3/2/14

Virginia Woolf. Orlando



Virginia Woolf.
Orlando. 
Traducción de Jorge Luis Borges.
Lumen. Barcelona, 2014.

Aunque Virginia Woolf la escribió en 1928 como un divertimento, como a writer's holiday para descansar tras terminar la redacción de Al faro, Orlando es una de las obras mayores de su autora, “la más intensa de Virginia Woolf y una de las más singulares y desesperantes de nuestra época”, en palabras de Jorge Luis Borges, que la tradujo en 1937 por encargo de Silvina Ocampo.

Asequible y cercana, luminosa y fascinante, es la obra de Virginia Woolf más fácil para el lector y fue su obra más vendida. La planteó como una falsa biografía, inspirada en parte en la figura de su más que amiga Vita Sackville-West, a la que dedicó esta novela sobre un personaje que vive casi cuatro siglos ajeno al tiempo, a las convenciones sociales y a las diferencias entre sexos. 

Hombre hasta los treinta años, convertido luego en mujer, este andrógino contemporáneo de Shakespeare, favorito de la reina Isabel I, atraviesa las épocas –vive también en el reinado de Jacobo I, en el XVIII, en la época victoriana y en la Primera Guerra Mundial. 

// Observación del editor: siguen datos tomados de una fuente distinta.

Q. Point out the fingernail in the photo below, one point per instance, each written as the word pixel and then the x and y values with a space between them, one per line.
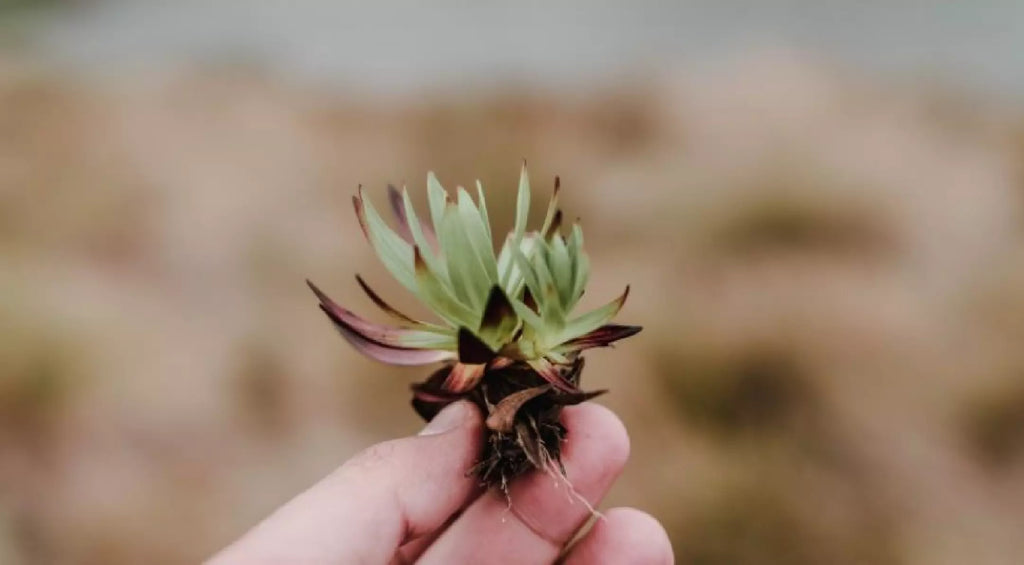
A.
pixel 446 420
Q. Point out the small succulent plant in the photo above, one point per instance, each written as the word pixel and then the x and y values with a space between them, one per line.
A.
pixel 506 332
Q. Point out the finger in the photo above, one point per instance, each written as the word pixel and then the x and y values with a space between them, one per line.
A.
pixel 624 536
pixel 374 503
pixel 545 513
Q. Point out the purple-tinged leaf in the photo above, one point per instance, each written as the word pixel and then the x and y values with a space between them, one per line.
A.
pixel 398 208
pixel 464 377
pixel 502 418
pixel 551 374
pixel 472 349
pixel 384 335
pixel 602 337
pixel 384 305
pixel 572 398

No envejezcas, le pide la reina Isabel al personaje que protagoniza este juego vitalista e imaginativo, lleno de ambigüedad sexual y feliz de travestirse. A través de su biografía Virginia Woolf critica la sociedad patriarcal y reflexiona sobre la identidad personal de un personaje que cuando cambia de sexo al despertar de un largo sueño siente que sigue siendo la misma persona, sin ninguna diferencia más allá del cambio de sexo, una situación que modificaba su porvenir, no su identidad.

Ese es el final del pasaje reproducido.